# My adventures



## Nando (Jul 30, 2007)

I have had a pretty eventful life. So far I have been to the fun show, been tattooed,been used for showmanship at the fair, and been showed at the fair. And I'm not even twelve weeks old yet!

I am going to tell some of the stories of the things I've done.


----------



## Nando (Jul 30, 2007)

*The fun show:*

 When I was six weeks old my human took me tothe 4-Hfun show. Myself, my mom, my eight brothers and sisters all went to the fun show. (But I was the only one that was showed.)

 I was there all day. We went in a large, plastic dog cage. (It was the only cage we would all fit in easily.) There were dried grass clippings in the bottom of the cage. My human hung a waterbottle for us on the wire door. And she even gave us a dish of food. 

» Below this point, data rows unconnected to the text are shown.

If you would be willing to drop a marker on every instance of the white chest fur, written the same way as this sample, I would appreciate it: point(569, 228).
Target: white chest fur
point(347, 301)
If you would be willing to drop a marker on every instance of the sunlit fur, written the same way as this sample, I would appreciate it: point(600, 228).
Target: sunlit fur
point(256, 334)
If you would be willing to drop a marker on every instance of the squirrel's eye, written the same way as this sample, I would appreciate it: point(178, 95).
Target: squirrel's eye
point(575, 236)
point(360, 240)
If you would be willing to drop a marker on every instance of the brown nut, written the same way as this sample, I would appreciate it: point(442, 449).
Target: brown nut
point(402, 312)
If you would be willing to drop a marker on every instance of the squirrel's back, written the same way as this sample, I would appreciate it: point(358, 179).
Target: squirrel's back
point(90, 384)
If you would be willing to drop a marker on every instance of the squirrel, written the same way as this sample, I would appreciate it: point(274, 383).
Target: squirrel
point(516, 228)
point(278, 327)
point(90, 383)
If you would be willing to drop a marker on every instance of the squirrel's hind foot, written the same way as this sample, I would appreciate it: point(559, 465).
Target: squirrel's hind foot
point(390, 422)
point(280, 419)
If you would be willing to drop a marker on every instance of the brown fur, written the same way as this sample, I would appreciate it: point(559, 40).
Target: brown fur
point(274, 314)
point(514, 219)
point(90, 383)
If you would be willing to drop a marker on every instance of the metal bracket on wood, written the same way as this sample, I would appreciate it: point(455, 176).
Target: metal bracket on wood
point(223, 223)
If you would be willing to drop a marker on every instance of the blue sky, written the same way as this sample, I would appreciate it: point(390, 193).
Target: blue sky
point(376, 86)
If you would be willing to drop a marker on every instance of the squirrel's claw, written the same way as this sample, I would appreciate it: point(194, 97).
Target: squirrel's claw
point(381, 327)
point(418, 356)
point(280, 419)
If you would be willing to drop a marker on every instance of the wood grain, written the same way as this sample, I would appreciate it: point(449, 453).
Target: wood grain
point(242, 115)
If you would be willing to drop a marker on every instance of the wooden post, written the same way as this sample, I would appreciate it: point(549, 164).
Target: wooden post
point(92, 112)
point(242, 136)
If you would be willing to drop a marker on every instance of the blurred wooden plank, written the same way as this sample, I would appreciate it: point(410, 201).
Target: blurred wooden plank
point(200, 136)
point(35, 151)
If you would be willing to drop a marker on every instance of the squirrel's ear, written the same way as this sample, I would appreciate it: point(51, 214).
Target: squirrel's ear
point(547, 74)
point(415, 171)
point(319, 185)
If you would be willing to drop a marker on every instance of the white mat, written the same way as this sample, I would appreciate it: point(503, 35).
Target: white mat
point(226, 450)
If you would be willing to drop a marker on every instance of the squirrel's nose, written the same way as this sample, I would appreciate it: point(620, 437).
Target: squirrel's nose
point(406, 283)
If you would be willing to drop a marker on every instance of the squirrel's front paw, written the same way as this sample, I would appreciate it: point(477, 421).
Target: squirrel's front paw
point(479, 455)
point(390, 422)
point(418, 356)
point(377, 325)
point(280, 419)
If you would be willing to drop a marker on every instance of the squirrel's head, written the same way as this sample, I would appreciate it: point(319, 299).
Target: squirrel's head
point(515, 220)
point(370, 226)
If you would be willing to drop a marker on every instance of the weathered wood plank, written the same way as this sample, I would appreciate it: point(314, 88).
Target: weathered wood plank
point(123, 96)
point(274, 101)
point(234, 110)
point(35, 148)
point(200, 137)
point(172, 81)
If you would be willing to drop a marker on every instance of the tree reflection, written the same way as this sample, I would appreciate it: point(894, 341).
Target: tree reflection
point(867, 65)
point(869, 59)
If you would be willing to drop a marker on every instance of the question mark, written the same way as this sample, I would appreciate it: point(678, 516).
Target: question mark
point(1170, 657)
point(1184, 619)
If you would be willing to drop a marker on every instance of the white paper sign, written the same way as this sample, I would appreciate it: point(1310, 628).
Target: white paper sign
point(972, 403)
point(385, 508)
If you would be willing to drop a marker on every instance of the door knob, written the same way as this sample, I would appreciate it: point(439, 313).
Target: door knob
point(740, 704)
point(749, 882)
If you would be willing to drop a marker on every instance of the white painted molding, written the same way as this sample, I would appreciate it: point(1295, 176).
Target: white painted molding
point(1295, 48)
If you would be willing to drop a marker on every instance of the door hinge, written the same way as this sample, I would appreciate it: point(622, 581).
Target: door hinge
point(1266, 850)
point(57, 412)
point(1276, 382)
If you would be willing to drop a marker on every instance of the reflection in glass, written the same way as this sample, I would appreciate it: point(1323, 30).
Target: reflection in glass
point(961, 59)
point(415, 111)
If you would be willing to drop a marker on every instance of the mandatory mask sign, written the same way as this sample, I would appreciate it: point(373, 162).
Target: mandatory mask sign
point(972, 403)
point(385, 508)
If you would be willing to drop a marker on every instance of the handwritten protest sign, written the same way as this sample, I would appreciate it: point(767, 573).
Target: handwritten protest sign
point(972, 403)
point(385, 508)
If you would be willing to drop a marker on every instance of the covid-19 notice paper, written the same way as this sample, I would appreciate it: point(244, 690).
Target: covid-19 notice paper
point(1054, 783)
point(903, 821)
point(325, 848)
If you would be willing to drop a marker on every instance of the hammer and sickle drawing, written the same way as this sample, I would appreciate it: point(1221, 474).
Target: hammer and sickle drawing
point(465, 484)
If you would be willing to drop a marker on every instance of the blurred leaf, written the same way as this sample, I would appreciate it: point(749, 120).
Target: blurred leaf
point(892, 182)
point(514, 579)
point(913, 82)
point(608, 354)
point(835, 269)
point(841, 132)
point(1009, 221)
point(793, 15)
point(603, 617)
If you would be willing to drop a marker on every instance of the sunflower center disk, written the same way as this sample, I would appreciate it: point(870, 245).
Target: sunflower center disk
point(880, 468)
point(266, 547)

 My human got me out and showed me to a lot of other humans throughout the day. They thought I was cute. 

 She wrote N/A in my ear with a permanent marker, but it wasn't really very permanent because it went away. She said that I had to have that because I wasn't tattooed. 

 Later in the afternoon, my human said that it was finally time for me to be showed. She got me out and groomed me. When she grooms me, she gets her hands damp and rubs them back and forth in my fur until all of the loose pieces are gone.

 Before I knew it, she had taken me up and put me in a little wooden box on the judging table. I was the only one in my class (pre-junior). 

 The judge got me out, set me, looked at me, and then talked about me. He said that, except for my ears being a little bit long (and he said I might outgrow that), I was a very good rabbit.

 When the judge was done with me, he put me back in the wooden box at the back of the judging table. My human got me out, picked up my ribbon, and took me back to my cage. 

 It was late before we got home. When we got home, my human put myself and my family back in our cage and fed us. I was glad to be home. It had been a long day and I was tired.


----------



## ~BunBuns~ (Aug 5, 2007)

WOW!! sounds like you had a exciting day! Congrats on getting the ribbon Nando!


----------



## ~Bracon~ (Aug 6, 2007)

Sounds great!


----------



## Nando (Sep 20, 2007)

I have done showmanship at the state fair now, too.


----------